Gyle Square
Edinburgh, UK

Gyle Square Gyle Square
Gyle Square
Gyle Square
Gyle Square
Gyle Square

Michael Laird Architects
Kawneer Dealer:
Charles Henshaw & Sons Ltd.
Contract Value:
£ 2.1 Million
The 1202 zone drained curtain wall system achieved the best air pressure test result, as part of a whole building pressurisation test, that main contractor HBG and Oxfordshire-based testing house Building Sciences have ever witnessed.
The system was installed by Charles Henshaw & Sons as part of a £2.1 million façade contract for Gyle Square, a speculative office development in Edinburgh designed by Michael Laird Architects for Highland Properties Assets (South Gyle) Ltd.

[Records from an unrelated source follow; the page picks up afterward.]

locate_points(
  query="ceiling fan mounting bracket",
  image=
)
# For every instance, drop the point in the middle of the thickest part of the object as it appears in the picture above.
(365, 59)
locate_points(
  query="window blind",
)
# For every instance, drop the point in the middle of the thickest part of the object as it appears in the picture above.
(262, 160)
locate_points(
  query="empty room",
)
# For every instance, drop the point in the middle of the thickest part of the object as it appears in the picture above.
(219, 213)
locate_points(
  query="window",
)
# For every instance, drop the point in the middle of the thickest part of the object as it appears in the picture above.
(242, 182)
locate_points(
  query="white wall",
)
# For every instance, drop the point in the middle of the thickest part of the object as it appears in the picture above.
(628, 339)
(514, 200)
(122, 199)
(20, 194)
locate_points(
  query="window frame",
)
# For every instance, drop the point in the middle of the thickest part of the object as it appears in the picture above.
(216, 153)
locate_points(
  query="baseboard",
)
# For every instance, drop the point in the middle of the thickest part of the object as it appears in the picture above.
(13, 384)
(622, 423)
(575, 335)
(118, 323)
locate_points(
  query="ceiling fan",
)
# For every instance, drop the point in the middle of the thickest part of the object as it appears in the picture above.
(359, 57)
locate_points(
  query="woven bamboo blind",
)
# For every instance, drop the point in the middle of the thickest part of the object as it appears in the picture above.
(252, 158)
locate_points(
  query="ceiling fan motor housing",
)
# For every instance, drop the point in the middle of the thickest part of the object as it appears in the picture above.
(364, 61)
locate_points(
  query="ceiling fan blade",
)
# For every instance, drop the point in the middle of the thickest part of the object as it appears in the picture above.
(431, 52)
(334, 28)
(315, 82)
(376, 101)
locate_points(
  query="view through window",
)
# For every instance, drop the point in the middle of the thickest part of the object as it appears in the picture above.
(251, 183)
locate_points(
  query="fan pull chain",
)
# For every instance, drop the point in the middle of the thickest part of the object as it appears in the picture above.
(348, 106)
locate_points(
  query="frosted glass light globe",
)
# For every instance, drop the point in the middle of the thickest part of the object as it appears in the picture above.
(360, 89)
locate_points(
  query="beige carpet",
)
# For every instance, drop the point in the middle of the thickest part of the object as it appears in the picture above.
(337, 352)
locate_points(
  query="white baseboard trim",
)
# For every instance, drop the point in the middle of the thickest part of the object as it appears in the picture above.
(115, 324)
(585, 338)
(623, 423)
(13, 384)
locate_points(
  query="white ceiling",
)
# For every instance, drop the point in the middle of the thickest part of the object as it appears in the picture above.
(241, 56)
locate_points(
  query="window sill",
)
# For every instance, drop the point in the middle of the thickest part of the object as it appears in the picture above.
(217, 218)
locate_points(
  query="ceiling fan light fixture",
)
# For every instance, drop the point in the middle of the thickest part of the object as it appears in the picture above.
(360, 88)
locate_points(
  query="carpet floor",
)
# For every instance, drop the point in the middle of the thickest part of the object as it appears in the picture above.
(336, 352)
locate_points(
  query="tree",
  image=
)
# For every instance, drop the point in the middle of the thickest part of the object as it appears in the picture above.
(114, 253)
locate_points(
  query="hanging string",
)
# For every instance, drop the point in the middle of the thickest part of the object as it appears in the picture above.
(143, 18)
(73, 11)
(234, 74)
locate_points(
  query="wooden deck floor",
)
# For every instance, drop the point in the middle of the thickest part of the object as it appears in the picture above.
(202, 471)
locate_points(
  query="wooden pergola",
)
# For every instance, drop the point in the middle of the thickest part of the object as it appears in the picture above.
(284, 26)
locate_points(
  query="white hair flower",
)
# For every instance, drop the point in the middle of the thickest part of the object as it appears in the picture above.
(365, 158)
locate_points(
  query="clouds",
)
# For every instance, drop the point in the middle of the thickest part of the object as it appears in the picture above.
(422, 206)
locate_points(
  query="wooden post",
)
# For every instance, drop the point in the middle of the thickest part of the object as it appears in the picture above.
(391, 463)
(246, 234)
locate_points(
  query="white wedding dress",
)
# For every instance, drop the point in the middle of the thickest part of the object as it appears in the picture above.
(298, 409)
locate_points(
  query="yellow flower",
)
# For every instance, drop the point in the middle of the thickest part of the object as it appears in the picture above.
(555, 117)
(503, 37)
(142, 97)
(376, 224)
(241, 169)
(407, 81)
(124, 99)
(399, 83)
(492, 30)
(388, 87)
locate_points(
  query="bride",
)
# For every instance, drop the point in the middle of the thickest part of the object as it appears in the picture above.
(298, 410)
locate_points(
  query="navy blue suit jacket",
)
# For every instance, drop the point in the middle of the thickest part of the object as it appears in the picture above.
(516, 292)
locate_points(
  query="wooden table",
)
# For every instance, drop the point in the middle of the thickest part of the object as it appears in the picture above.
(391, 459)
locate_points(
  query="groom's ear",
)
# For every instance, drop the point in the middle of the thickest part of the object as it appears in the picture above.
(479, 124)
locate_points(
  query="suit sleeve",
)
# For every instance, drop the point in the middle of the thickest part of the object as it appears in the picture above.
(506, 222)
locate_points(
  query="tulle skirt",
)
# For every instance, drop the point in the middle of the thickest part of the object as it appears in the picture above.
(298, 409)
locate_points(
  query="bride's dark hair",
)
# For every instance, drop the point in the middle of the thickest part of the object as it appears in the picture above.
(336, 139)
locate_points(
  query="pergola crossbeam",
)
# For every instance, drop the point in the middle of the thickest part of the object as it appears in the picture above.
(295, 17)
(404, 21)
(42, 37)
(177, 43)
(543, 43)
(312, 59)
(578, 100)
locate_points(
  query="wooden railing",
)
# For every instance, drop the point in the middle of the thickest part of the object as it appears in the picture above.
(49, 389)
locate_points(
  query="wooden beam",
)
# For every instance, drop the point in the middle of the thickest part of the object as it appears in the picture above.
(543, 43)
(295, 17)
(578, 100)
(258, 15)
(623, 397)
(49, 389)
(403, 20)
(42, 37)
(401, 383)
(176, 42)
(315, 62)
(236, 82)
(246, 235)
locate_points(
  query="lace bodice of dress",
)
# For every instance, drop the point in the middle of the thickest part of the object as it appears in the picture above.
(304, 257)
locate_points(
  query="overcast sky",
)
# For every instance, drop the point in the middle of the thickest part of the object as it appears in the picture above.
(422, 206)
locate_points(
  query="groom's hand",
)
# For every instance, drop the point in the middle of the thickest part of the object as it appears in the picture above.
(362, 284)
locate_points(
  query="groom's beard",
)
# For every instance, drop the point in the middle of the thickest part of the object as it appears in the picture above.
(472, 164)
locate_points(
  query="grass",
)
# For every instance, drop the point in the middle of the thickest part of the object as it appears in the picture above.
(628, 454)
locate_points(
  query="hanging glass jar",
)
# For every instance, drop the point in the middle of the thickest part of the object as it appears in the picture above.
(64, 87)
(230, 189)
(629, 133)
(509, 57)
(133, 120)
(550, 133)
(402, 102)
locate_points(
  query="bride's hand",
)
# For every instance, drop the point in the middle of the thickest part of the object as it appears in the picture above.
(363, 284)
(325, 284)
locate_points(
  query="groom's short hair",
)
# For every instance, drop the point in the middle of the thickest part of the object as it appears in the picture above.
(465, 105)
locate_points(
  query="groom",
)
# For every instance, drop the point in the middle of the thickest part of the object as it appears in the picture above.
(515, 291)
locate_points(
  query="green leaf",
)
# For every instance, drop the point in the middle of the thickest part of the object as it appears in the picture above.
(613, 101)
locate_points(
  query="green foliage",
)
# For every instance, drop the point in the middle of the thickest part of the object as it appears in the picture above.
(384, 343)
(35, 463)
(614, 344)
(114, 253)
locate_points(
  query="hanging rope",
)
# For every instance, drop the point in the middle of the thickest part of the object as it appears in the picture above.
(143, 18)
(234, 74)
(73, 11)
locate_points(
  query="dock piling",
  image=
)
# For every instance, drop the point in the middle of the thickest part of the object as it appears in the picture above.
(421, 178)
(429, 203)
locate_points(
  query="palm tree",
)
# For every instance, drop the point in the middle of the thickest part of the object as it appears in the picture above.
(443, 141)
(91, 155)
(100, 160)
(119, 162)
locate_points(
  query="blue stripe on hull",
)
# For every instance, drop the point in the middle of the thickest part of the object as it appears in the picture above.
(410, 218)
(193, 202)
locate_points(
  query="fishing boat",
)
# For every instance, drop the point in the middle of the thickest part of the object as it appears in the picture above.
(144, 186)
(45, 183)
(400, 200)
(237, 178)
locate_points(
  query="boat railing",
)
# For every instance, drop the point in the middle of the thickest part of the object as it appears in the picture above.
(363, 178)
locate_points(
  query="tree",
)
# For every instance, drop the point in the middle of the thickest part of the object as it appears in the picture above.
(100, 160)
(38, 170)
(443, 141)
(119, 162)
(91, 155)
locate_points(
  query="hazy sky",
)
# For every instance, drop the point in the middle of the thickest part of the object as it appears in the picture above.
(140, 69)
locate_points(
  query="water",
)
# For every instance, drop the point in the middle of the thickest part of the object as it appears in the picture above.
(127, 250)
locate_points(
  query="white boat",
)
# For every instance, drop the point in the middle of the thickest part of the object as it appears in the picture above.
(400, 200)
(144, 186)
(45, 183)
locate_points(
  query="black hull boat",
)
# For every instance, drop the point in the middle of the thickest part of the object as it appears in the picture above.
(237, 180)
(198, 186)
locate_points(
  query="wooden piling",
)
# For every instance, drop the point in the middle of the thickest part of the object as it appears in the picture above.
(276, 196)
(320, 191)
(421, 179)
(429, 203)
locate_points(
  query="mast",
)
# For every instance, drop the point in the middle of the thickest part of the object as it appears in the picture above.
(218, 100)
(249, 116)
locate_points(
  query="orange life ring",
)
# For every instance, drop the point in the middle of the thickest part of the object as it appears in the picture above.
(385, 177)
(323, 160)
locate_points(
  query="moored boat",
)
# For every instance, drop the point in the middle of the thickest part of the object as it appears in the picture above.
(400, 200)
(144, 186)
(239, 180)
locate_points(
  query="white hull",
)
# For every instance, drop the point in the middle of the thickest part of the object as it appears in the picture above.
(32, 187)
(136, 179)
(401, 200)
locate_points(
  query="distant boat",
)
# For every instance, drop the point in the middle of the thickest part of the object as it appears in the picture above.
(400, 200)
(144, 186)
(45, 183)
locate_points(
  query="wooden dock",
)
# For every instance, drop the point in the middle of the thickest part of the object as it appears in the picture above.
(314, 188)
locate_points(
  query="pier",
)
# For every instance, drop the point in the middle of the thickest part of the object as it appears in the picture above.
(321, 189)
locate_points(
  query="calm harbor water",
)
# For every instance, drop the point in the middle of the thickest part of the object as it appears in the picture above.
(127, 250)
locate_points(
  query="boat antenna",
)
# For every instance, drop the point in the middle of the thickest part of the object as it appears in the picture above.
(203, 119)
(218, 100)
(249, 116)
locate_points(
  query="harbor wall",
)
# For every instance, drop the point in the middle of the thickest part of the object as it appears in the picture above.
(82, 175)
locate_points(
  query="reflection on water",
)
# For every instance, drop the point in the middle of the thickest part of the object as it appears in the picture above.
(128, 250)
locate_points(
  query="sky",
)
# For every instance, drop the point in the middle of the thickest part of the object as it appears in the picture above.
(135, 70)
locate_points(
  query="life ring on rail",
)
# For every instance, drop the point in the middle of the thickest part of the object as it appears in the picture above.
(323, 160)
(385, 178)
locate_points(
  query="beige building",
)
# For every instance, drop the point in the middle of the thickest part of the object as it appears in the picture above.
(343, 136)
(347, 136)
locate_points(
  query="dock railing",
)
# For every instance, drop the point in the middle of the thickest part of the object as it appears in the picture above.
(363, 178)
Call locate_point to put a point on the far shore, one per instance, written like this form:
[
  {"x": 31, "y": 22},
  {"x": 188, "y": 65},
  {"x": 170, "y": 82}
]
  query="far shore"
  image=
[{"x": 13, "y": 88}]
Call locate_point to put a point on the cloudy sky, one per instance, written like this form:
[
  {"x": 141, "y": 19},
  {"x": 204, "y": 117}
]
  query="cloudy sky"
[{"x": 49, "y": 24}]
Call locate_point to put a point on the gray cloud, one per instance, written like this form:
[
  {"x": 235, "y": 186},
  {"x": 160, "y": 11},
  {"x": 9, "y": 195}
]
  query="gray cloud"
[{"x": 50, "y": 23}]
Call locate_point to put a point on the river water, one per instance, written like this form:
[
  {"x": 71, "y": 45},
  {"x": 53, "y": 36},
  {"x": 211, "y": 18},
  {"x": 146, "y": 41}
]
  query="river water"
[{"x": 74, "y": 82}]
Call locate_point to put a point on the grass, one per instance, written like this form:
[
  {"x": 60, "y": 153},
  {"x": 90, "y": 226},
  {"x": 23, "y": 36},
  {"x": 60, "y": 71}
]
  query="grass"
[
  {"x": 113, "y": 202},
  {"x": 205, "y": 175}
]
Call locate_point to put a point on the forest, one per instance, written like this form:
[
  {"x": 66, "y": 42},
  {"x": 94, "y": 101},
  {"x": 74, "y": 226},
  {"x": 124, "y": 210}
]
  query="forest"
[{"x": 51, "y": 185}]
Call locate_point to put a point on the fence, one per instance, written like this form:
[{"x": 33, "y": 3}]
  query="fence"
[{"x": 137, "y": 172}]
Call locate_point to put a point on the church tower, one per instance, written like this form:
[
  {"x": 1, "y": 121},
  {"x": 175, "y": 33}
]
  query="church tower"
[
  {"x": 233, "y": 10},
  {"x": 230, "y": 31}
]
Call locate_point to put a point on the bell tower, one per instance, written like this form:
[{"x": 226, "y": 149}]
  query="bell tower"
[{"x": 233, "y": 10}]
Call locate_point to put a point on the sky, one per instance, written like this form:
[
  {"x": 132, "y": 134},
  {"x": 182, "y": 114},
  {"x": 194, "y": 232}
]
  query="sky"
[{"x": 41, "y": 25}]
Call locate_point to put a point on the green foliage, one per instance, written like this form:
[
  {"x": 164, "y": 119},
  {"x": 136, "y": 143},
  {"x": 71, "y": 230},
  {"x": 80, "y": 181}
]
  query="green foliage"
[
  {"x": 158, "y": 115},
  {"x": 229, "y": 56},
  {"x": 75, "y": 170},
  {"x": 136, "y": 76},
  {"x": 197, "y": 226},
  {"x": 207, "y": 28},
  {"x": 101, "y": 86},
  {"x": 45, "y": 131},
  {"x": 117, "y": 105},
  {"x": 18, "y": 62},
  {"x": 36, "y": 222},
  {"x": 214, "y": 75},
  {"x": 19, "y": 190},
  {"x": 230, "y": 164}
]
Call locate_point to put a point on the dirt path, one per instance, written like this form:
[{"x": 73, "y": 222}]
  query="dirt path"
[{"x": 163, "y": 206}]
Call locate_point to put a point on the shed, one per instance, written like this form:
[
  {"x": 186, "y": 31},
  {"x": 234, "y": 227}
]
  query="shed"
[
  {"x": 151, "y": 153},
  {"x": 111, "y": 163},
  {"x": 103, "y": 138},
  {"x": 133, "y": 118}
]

The building achieved a test result of 2.16 m3/h/m2 at a rate of 50 Pa. The target standard is for air permeability not to exceed 10m3/h/m2 at an applied pressure difference of 50 Pa. The test was carried out by Building Sciences in accordance with CIBSE TM 23 pressure test procedures, which form part of revised Document L in England and Wales and became statutory for buildings over 1000 square metres in October 2003. The test does not actually form part of the Scottish Regulations’ Document J. However, to ensure the long-term marketability of Gyle Square, Highland Properties felt that it was important to ensure a good, environmentally friendly air permeability result.
Gyle Square is a 15,500 square metre, three-storey building with a central, open courtyard. The 1202 zone-drained curtain wall system, featuring AA®601 casement windows, has been installed on all externally facing elevations. To the internal courtyard elevations, the system has been installed into rendered walls.
One particular design feature required by the architect of the curtain walling focuses on two of the building’s five flights of stairs. There are three ‘secondary’ staircases in the building and two that occur next to the two main entrances. These are actually external, ‘feature’ stairs and are bolted onto the building. Alan Macgregor, project architect, explains, “It was our intention to make the two external staircases as light as possible. We were looking for glass to glass corners and very little structure, which we achieved. The glass actually goes up right over the top of the staircase to form the roof and back down the other side. There is very little visible of the actual structural fixings from the curtain wall sections back to the structural steel, and the fixings themselves are quite discreet.”